Under an EU Directive, France’s Fonds de Garantie des Dépôt will refund bank depositors up to €100,000 should a bank fail.  Savings above €100,000 the excess may be lost.

In Cyprus the situation is a little different.  The initial plan to tax even accounts under €100,000 was thankfully rejected.  However, deposits over €100,000 in the Cyprus’ two largest banks will suffer heavy losses, possibly 50% or even more!

The Cyprus disaster is a stark reminder that it is possible to lose money in the bank.  So what can you do to protect your savings?

Remember that cash is not a ‘risk free’ asset.  Besides the possibility of institutional failure, interest rates have been at historic lows for years and inflation has been eroding the value of bank deposits.

I would advise against keeping more than €100,000 in one banking group.   Note that the compensation limit in the Channel Islands and Isle of Man is lower at £50,000, and they have a cap on the amount they will pay out.

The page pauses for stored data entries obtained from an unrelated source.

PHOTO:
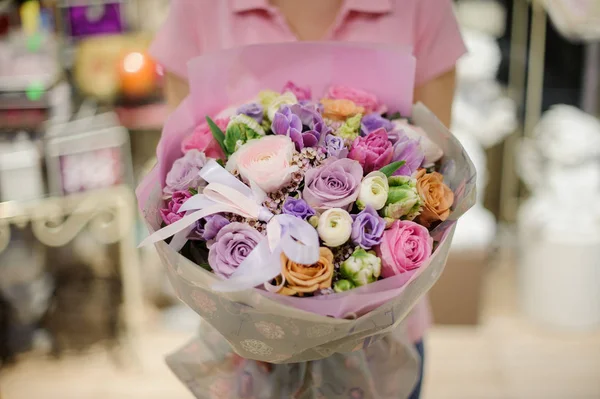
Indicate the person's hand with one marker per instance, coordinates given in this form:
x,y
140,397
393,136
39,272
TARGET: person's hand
x,y
264,366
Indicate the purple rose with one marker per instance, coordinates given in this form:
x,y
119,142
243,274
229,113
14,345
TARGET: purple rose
x,y
171,214
298,208
301,93
302,123
373,152
335,184
253,110
373,122
231,246
208,228
335,146
184,173
367,228
409,151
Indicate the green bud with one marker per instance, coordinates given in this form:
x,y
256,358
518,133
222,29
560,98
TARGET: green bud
x,y
361,268
314,221
350,129
240,130
403,199
343,285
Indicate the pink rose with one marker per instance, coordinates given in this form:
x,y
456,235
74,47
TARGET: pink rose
x,y
266,162
373,152
202,140
171,214
359,97
404,247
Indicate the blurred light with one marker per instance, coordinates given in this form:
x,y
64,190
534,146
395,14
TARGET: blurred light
x,y
133,62
35,91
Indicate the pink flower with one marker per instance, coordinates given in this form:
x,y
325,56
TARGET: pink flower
x,y
266,162
373,152
405,246
359,97
171,214
202,140
301,93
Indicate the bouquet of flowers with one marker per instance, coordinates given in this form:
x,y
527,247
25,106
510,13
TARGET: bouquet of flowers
x,y
297,224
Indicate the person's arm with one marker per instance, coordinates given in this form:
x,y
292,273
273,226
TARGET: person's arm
x,y
176,89
438,94
438,46
177,42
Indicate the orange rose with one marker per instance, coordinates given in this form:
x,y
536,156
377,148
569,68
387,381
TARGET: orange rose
x,y
305,279
437,197
340,110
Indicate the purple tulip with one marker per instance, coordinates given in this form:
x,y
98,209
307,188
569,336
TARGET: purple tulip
x,y
302,123
335,184
335,146
409,151
367,228
373,122
231,246
184,172
171,214
253,110
298,208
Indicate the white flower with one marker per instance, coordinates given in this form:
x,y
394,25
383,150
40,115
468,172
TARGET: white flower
x,y
288,98
266,162
374,190
432,151
335,227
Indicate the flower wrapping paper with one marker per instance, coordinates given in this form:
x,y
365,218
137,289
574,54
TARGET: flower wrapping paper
x,y
285,330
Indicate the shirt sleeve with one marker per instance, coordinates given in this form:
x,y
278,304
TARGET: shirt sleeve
x,y
178,40
438,41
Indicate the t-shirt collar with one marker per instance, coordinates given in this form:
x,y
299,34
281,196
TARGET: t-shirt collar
x,y
365,6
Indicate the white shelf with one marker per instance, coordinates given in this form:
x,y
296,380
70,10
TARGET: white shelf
x,y
109,215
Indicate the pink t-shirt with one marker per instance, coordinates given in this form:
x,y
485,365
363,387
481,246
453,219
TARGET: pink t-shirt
x,y
429,27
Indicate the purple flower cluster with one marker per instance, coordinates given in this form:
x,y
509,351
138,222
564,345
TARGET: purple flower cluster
x,y
302,123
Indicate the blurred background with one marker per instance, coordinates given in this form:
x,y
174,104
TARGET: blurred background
x,y
84,314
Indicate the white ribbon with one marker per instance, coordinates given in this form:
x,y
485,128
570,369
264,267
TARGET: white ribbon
x,y
226,194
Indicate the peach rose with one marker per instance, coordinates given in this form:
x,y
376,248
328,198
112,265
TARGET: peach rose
x,y
305,279
340,110
361,98
437,197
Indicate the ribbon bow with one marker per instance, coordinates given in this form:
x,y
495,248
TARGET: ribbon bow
x,y
226,194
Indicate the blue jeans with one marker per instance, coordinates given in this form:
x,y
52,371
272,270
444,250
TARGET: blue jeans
x,y
417,391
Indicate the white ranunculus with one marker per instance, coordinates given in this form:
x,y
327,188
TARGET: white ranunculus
x,y
335,227
374,190
266,162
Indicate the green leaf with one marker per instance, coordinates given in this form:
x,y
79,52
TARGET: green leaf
x,y
217,133
390,169
393,116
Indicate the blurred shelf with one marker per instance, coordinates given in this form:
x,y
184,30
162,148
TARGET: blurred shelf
x,y
575,19
108,214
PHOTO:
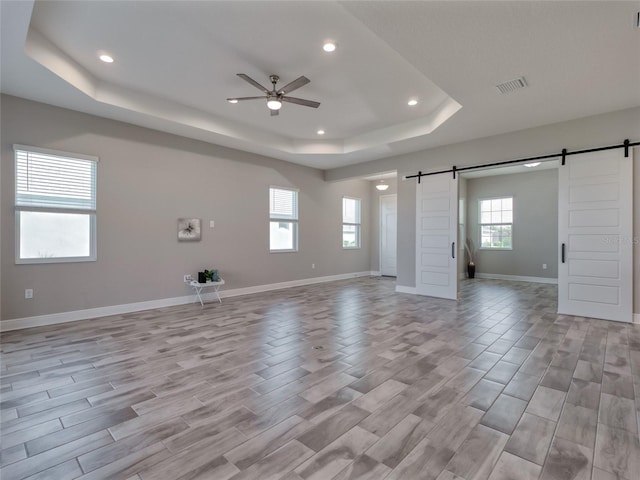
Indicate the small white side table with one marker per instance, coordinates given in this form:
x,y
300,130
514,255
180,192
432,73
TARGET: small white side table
x,y
198,287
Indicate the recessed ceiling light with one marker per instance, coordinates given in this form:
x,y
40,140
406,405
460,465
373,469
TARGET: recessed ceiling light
x,y
329,47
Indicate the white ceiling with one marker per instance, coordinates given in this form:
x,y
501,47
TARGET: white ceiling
x,y
176,63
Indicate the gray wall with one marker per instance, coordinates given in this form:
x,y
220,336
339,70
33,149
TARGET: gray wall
x,y
463,231
146,181
374,238
595,131
535,223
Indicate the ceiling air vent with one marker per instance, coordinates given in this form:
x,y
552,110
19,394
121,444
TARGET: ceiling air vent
x,y
512,85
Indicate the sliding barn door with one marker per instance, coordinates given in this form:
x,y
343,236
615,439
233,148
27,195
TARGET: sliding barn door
x,y
436,236
595,272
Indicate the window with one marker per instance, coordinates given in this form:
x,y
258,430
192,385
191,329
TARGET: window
x,y
55,206
496,222
350,222
283,219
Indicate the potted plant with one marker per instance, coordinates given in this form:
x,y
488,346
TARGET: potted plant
x,y
471,265
212,275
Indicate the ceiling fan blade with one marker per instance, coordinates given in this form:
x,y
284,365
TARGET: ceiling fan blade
x,y
301,101
247,78
297,83
245,98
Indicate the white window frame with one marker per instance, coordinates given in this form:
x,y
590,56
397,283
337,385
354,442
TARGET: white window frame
x,y
34,207
481,224
280,219
357,224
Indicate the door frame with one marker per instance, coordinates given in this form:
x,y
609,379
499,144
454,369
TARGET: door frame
x,y
380,197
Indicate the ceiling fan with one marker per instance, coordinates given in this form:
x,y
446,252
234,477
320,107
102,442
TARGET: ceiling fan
x,y
275,97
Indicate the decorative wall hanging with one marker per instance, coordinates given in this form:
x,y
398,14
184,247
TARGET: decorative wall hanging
x,y
189,230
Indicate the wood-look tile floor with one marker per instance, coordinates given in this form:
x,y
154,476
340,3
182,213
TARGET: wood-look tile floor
x,y
340,380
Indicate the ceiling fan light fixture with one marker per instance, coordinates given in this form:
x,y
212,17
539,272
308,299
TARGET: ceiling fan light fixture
x,y
382,186
274,103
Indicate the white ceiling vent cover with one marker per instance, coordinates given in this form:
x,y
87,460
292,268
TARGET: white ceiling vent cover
x,y
511,85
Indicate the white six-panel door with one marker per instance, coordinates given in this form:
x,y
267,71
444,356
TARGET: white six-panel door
x,y
436,236
595,275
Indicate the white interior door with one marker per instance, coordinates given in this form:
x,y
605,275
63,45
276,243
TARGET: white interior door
x,y
436,236
388,234
595,275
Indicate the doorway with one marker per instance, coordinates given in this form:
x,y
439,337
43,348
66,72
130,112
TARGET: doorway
x,y
388,235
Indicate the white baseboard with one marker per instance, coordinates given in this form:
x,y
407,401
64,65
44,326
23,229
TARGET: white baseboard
x,y
76,315
403,289
517,278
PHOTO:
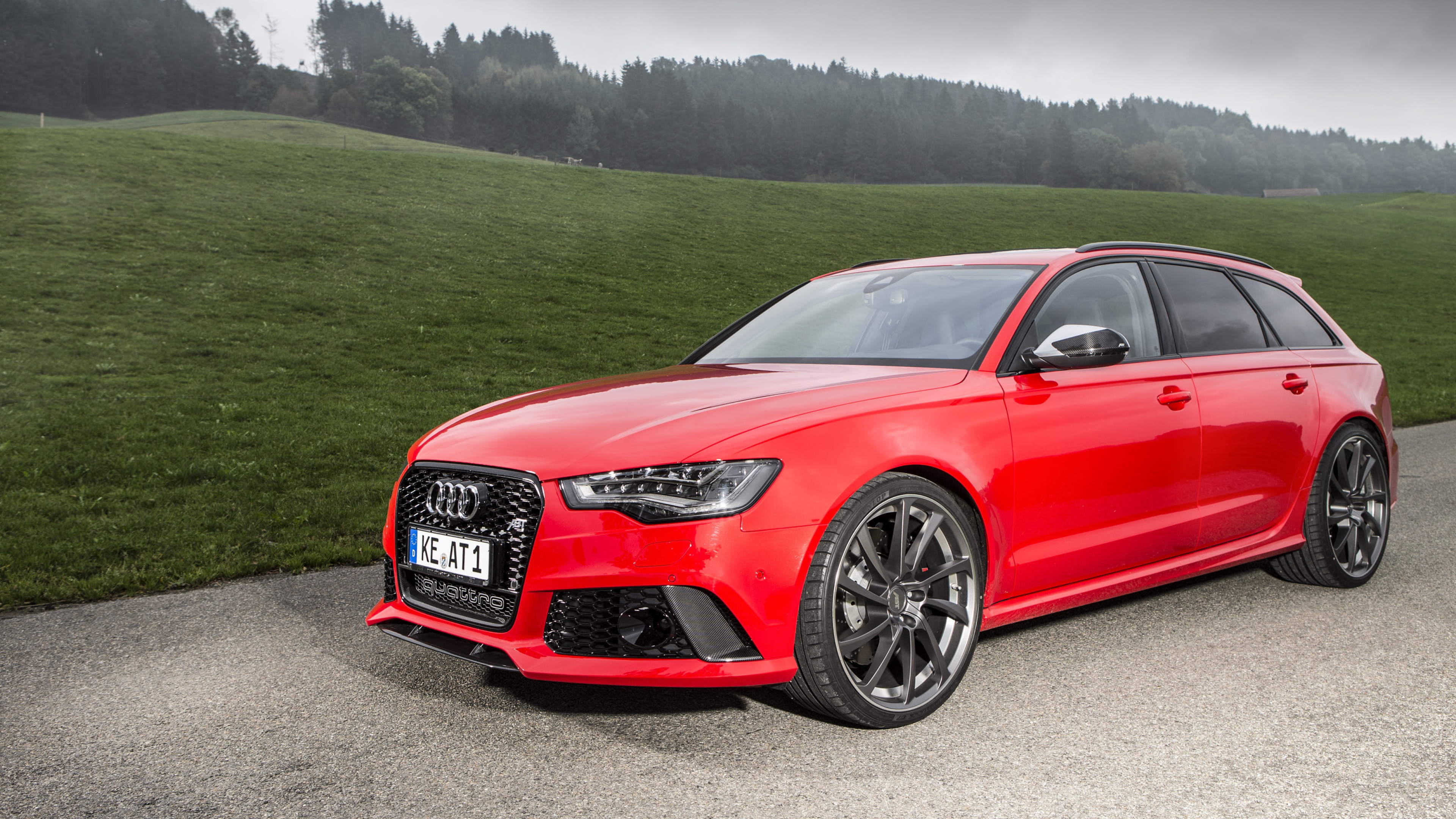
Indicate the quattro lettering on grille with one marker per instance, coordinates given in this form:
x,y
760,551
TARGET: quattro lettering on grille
x,y
458,594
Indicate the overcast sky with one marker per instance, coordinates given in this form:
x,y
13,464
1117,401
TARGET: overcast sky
x,y
1378,69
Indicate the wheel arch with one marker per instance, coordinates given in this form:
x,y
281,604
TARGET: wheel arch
x,y
951,484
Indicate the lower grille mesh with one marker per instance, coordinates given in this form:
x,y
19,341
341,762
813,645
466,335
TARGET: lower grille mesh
x,y
584,623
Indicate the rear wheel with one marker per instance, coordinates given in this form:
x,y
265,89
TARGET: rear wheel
x,y
892,607
1347,521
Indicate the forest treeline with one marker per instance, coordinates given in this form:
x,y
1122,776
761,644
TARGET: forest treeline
x,y
766,119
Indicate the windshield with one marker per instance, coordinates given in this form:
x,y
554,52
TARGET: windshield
x,y
916,317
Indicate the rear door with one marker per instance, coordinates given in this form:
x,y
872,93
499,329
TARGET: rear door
x,y
1257,401
1106,463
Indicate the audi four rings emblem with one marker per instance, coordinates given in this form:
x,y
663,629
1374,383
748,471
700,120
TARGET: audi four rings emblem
x,y
458,500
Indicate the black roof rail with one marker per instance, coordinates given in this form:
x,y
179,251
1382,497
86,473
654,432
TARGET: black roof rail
x,y
1161,247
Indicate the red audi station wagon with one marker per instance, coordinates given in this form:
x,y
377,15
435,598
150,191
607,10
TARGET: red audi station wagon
x,y
838,493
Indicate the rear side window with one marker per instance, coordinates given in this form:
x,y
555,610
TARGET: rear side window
x,y
1293,323
1210,311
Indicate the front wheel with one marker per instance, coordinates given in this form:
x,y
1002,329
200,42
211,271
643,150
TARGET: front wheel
x,y
1347,521
892,607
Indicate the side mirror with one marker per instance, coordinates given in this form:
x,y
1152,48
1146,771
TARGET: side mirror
x,y
1078,347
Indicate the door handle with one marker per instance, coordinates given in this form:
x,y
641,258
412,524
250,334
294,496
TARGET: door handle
x,y
1174,399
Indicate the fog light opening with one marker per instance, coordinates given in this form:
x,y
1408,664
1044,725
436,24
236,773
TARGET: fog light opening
x,y
646,627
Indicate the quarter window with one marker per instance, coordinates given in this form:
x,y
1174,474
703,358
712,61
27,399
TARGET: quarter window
x,y
1292,321
1113,297
1210,311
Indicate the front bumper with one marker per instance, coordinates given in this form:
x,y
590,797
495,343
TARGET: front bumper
x,y
756,575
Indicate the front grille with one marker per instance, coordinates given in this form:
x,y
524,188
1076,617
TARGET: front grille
x,y
509,521
584,623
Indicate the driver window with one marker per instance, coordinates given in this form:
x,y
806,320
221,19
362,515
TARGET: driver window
x,y
1113,297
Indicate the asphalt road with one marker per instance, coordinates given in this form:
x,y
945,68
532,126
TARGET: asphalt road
x,y
1231,696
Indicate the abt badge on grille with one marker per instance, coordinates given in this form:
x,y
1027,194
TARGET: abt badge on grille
x,y
458,500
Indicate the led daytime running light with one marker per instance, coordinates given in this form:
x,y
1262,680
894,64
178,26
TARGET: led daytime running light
x,y
678,492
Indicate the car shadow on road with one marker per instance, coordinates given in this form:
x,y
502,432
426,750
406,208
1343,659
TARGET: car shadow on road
x,y
580,698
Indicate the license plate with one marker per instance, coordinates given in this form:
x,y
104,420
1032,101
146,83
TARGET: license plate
x,y
449,553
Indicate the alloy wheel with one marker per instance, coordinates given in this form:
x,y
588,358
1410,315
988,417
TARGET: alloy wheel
x,y
1357,508
903,592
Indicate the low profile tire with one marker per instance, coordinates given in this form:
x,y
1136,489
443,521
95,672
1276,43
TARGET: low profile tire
x,y
1347,521
892,607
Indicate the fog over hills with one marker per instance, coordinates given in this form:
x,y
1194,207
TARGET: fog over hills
x,y
753,117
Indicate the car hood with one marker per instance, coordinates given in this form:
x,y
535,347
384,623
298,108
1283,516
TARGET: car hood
x,y
657,417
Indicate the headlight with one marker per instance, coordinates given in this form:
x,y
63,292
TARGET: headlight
x,y
681,492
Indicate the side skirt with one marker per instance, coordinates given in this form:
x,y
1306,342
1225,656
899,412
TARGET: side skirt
x,y
1129,581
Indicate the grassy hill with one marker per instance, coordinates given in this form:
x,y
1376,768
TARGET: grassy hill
x,y
258,127
215,353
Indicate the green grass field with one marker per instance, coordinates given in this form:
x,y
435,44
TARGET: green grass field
x,y
215,352
257,127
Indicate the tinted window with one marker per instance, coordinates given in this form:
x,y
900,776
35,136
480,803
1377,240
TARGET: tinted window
x,y
1293,323
1210,311
1113,297
918,315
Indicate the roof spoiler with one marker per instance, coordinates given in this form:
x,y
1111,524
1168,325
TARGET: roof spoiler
x,y
1161,247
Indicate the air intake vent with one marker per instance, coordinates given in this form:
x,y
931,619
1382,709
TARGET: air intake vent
x,y
646,621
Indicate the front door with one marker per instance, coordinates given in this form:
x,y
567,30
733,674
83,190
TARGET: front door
x,y
1106,465
1257,400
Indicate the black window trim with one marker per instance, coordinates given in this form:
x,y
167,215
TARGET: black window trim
x,y
1011,363
1334,340
970,363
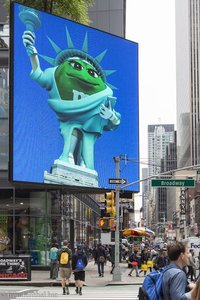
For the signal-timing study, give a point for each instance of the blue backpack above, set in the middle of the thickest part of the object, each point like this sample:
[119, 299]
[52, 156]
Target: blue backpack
[80, 265]
[152, 285]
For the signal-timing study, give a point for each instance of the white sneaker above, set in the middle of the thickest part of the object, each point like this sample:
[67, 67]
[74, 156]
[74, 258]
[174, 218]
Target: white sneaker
[71, 159]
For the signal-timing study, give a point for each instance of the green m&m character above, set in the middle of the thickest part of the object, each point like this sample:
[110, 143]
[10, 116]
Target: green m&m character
[80, 96]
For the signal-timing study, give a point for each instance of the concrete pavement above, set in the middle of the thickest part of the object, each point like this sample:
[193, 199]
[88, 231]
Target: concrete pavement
[41, 278]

It is important to diversify your capital over different assets.  This reduces risk.  You need to think of the cash as an investment asset in the same way as shares, bonds and property, and have suitable diversification to spread the risk.

Seek advice on alternative arrangements where you can “ring-fence” your assets from the institution holding them, so that if it fails, your money is protected.

Your investment decisions, whether to invest in shares, cash, or anything else, should be based on your personal objectives, circumstances, time horizon and risk tolerance.